Leni Riefenstahl's controversial work Olympia documenting the 1936 Berlin Games is among the restored pieces. “She was deeply unpopular because she made propaganda for Hitler but also there was jealousy because her films are among the most impressive of their type and being made by a women made her a tabloid hate figure,” explained Kevin Brownlow, film historian, documentary-maker and film editor who met her in the 1980s to restore the footage.

Producer/director Caroline Rowland had to fight to document London 2012 with an official film. “London did not include provision for a film in its charter,” she explained. “LOCOG weren't sure if it was a relevant addition to the legacy of the Games. Given that there is so much multi-screen coverage of the Games today that is a legitimate question to ask.”
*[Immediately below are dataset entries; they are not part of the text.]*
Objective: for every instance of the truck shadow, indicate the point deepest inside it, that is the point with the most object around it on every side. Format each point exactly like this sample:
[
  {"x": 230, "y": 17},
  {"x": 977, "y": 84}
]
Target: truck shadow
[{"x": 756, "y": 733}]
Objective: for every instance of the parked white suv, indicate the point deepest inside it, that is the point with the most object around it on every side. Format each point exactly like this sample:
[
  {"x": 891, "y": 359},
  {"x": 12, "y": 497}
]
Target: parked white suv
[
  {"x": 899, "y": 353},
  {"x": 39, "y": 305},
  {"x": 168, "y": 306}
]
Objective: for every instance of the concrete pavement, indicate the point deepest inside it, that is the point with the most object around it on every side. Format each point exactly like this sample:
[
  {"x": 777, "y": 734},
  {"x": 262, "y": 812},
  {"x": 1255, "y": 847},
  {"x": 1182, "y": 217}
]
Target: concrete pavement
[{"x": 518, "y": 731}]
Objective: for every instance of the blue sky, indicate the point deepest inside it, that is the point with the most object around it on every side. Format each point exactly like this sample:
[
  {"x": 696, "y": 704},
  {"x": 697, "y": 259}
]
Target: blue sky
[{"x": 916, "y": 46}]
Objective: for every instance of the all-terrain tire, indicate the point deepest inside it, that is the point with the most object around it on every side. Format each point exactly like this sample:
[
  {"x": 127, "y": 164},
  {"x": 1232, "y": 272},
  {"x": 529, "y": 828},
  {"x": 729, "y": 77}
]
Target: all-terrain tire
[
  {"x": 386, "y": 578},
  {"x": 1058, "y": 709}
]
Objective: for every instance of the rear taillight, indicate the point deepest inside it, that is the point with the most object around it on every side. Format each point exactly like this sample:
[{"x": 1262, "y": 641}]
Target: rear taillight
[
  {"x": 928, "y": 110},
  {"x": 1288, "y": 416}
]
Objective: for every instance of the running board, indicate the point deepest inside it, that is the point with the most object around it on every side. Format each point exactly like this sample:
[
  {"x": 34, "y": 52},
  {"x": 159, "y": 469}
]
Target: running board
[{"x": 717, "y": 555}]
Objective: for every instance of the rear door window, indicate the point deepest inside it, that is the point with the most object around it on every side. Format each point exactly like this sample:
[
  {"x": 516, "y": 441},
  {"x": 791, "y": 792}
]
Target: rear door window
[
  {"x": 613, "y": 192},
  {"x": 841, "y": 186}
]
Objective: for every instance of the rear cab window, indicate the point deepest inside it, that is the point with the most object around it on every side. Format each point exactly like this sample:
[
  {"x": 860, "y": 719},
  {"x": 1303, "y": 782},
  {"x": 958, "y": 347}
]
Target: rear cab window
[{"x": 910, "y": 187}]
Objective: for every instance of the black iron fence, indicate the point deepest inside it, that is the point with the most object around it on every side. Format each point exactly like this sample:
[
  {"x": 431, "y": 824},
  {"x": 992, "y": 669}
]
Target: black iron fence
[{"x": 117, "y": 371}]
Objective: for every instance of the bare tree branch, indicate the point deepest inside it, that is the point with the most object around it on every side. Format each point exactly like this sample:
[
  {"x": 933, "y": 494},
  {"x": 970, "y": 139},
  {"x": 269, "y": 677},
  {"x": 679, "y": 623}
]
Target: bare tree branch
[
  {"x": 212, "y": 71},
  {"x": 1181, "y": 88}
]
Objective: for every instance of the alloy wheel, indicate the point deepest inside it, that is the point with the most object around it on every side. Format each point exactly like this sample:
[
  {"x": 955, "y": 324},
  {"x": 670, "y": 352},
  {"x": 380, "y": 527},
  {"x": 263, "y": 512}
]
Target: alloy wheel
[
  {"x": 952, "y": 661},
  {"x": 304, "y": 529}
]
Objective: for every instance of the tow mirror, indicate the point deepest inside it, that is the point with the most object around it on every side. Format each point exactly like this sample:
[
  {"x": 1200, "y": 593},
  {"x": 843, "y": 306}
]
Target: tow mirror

The solution that convinced the committee to fund the project was to track the achievements of first time Olympians to chime with 2012's theme of inspiring a generation. Until recently the IOC has not involved itself in the production of these films so it had no ownership over the original elements, much of which is spread worldwide in private collections. The entire 1960 official film is still missing.

“We are not like a major studio which has all negatives in house and can access the vaults,” said Wood. “A lot of research went into finding where those original elements might be. Different cuts have been made for different audiences which begs the question of what version to restore when we find the films. And most of the time we've no access to production records which explains why changes were made, how many versions and what the post production methodology was. We are missing all of these because we are not the producers of the films.”

However, restoration, digitisation and comprehensive metadata logging of the archive is now complete. For long term archive the official films are preserved on new 35mm polyester-based film stock with digital files backed up to LTO tape. They are versioned in 2K and 4K DCP for theatrical presentation with HD access copies for broadcast.

“We haven't faced the 4K TV yet,” said Wood. “We'll leave that problem for the next generation.”

With the 2020 Games being broadcast in 8K domestically in Tokyo the organisation is aware of challenges ahead. “What is certain is that we need more agility in archiving technology to cope with the changes in format,” said Blaise Chardonnens, IOC head of images services.

Olympic coverage challenges
All of this work is important not just as a legacy but to form the backbone to a new Olympic channel set to launch worldwide ahead of Rio 2016. It is one of a number of media strategies the movement is spearheading in order to reach younger audiences and maintain its brand awareness in an age of digital distraction and discovery.

Other initiatives include a new approach to how the IOC presents and broadcasts the Games. The delivery of more content to multi-screens has highlighted a tension between traditional broadcaster directed or curated coverage and the potential - and seemingly pent up demand for - individuals to compile and view their own playlist on-demand of any and all aspects of Olympic coverage.

“The ideology of all sports broadcasting has changed from filming from the perspective of a viewer in the stand to filming from an athlete's POV and to be as close as technically possible to the action,” explained Yiannis Exarchos, CEO, Olympic Broadcast Services (OBS) citing the use of tracking cameras for 100m or underwater cams tracking swimmers.

“What has also changed is filming only once the athletes are in the stadia to filming behind the scenes of key preparation moments such as the motivation of coaches, visualisation in alpine skiing or the mental and physical preparation of athletes,” he said.

“There is now pressure to introduce more wearable cameras into the field of play. While today's elite athletes are getting used to this media jungle we have to be sensitive to introducing technology that doesn't interfere with the integrity of the performance. Involvement of media in sports competition is aggressive. We want to get cameras closer to the athlete and even on the athlete, but we have to respect the athlete.”

At Rio 2016 coverage will include wearable cameras on equipment (track cycles, yachts) and on referees (eg basketball). It is also looking to use mini-cams on athletes during training sessions in the run up to the games. Body-worn health science sensors – such as heart rate monitors – are also on the radar.

“Fundamentally what we are doing with broadcast coverage is storytelling that conforms to classic Greek drama that has existed for 4,000 years,” said Exarchos, a Greek national. “You need to define the characters and tell the story of those characters, bring their story to a resolution and experience a catharsis of emotion as a result of that arc. What keeps me awake at night is how we can integrate a more democratic storytelling into coverage of a sport event?”

Following the 2014 winter games in Sochi where more video was watched on digital platforms that on linear channels for the first time, the IOC has declared Rio will be the first real multi-screen games.

“Broadcasters traditionally have been very keen to control what is being produced and for people to follow next the story they want to tell,” explained Exarchos. “Today, everybody is a storyteller. Everybody has capacity to produce audio visual content. Integrating these elements into an overarching narrative is, I believe, the most important challenge for broadcast storytelling in years to come.”